As you look back over your life and leadership one thing that surfaces in everyone's development story is relationships. Relationships that helped shape who we are as people and leaders. Yet one of the hardest things to do from a transformation perspective in a church family is to develop mentoring relationships at a scale that produces massive life change.
As we wrestle with how we create a culture where life on life transformation happens, there are two obstacles that surface to the top fast:
First, mentoring can't be prescribed or programitized (is that a new word?). You can't manufacture relationships that will work, so it has to be more organic in nature.
Secondly, people are intimidated by mentoring and the concept of mentoring.
It is this second obstacle that I think is the bottleneck for most churches, those who can mentor and should mentor ... are scared to mentor and confused as to what mentoring is.
Too many of us have a picture in our head when we hear the word "mentoring" that is very limiting to the relationships we can develop. We either have a master / student picture, where one person dumps their full bucket of wisdom into someone dry bucket. Or we have an accountability relationship picture where you ask me 7 questions and I will ask you 7 questions. Everyone I talk to seems to have a mental form in their mind when it comes to mentoring, usually a pretty narrow form.

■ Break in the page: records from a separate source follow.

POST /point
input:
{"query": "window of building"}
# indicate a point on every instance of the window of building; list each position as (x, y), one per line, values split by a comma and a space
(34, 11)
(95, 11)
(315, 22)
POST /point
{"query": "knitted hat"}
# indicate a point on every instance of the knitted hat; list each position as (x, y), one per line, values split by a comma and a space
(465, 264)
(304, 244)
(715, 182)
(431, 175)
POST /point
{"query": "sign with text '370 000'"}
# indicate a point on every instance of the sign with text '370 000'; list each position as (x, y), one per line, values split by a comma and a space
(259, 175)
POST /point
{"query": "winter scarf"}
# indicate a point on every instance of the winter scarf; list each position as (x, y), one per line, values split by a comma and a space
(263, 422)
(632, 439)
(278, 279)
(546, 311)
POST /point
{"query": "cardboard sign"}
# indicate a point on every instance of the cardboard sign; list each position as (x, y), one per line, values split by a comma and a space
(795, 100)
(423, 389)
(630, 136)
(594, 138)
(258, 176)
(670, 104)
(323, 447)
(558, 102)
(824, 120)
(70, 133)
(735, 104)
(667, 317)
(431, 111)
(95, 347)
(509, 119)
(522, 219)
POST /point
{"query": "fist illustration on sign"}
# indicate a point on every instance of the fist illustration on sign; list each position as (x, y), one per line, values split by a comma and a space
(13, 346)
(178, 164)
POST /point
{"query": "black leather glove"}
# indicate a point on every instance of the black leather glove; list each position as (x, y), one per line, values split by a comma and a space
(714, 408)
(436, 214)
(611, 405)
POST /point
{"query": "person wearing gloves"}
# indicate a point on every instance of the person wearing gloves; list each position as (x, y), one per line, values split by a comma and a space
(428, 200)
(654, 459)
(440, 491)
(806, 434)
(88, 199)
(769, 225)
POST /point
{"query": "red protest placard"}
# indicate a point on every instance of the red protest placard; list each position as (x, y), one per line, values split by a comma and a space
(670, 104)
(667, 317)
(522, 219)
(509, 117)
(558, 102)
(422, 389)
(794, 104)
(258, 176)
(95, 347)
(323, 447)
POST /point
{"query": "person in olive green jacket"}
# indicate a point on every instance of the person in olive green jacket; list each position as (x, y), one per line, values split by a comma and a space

For mentoring to ignite in a church, we have to help people have a new mental picture. The picture that I've adopted, most due to a mentor of mine Rowland Forman, is that mentoring is an intentional spiritual friendship. It can take many shapes and forms, but it is simply a friendship that is intentional about helping each other live well. If it is a friendship, but not intentional ... that isn't mentoring. If it is intentional without the friendship, that isn't mentoring ... that's someone's project, and no one wants to be a project.
As you think of mentoring, let's think of it as not a specific form but the function of intentional spiritual friendships.